But if God was all truth and no grace, as we read about from Psalm 103, if God dealt with us like our sins, our iniquities, our transgressions deserved, we'd be wiped out. The wages, the earnings of our failures is death.

But Jesus was full of grace and truth. That to the men that thought that they were far away, above, and more righteous than anyone else, he brought the truth of God's word that said, all have sinned and come short of God's glory.

To those that were overcome by their sin, taken in adultery, Jesus gave grace to them. He did not condemn them and offered forgiveness. What a God this is.

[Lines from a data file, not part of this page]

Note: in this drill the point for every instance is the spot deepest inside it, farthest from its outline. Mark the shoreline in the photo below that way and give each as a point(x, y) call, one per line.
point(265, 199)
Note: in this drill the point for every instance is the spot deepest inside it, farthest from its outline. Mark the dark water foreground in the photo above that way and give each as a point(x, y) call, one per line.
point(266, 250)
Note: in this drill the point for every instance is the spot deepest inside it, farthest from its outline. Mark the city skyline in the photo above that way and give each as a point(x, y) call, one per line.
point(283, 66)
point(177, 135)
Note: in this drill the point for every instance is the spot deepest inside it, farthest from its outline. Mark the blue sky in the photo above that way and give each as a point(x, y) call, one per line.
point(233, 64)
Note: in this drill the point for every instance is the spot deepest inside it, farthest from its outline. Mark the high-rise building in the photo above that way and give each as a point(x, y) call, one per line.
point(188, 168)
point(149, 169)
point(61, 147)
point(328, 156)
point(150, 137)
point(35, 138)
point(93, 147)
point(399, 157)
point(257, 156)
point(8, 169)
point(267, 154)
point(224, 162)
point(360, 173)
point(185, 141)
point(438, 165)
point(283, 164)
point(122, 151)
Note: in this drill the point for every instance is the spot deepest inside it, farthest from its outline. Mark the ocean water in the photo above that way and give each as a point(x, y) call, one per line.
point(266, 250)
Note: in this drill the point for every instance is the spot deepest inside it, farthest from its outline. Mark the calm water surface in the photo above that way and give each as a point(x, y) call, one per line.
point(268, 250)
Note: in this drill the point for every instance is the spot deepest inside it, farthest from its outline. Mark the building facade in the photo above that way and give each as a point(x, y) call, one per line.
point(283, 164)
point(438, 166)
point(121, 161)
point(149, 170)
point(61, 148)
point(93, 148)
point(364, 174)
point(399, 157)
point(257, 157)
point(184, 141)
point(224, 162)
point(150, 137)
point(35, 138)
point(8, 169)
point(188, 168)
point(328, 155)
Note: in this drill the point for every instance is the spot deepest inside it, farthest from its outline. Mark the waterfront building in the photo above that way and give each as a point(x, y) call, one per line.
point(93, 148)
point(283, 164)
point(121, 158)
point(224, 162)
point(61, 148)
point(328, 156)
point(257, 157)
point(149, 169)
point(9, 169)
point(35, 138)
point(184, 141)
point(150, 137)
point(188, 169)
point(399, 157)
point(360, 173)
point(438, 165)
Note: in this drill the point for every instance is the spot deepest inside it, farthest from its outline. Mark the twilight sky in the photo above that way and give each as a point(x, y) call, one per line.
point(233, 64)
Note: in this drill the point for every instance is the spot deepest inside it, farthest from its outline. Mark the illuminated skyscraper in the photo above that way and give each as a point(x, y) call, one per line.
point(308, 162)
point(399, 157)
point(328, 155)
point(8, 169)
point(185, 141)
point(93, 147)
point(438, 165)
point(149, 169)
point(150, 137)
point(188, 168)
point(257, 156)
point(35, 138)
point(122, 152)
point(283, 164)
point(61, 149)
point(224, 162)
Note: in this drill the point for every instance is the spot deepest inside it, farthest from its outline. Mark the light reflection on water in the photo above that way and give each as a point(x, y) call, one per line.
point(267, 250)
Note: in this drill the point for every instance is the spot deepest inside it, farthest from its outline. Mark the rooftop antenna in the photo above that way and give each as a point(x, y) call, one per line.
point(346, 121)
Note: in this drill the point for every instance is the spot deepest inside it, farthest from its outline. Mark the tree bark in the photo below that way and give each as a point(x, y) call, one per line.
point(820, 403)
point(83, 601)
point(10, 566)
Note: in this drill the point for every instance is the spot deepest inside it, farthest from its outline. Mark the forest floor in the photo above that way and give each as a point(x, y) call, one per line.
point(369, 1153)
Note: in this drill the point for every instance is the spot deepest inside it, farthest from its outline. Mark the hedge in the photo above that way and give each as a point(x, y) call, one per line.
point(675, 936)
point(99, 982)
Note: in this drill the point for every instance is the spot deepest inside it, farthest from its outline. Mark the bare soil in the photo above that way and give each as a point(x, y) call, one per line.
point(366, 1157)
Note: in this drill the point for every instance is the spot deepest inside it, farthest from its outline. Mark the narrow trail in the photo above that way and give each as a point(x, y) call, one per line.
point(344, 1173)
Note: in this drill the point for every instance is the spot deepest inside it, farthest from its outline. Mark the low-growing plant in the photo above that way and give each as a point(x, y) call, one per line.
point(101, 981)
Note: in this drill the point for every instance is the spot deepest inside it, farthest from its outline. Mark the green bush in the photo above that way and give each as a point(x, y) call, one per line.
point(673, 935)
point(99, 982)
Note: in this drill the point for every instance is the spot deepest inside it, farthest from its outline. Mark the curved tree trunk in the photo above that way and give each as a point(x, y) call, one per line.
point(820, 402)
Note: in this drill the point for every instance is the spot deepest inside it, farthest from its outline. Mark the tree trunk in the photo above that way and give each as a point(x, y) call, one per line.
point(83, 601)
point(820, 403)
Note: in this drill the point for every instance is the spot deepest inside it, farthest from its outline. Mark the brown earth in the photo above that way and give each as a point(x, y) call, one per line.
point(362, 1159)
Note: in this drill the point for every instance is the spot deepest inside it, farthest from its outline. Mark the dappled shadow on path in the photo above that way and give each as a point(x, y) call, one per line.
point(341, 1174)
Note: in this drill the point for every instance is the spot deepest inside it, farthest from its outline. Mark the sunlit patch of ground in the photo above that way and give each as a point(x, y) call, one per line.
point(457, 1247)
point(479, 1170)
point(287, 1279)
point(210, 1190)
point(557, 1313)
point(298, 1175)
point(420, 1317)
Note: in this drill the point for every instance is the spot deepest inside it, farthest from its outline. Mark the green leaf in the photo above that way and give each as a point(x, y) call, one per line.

Verse number 15, John the Baptist gave his account of what he saw about him. It says this, Jesus was the one about whom I said the one coming after me ranks ahead of me. He's more important than me because he existed before me.

The testimony of this last prophet was a realization that Jesus was not just a person. He was not just another prophet.

This was God from all eternity past, even as was prophesied in the Old Testament in Micah 5 2, among other places, that the everlasting God, the one who had no birth, was born and came into this world. That was John's testimony.

Verse 16, we can see indeed, we've all received grace upon grace from Jesus's fullness. This is for the law was given through Moses.

God's demands of right and wrong, of good and bad, of evil and justice, that was given through Moses, 1500, 1200 years prior to Jesus. This is, but grace and truth came through Jesus Christ.

Just knowing that we had messed it up, that we hadn't gone along with God's plan, that we were in danger of our soul's demise, that wasn't what God wanted for us. So he sent Jesus so that we would know that God has grace and forgiveness for us.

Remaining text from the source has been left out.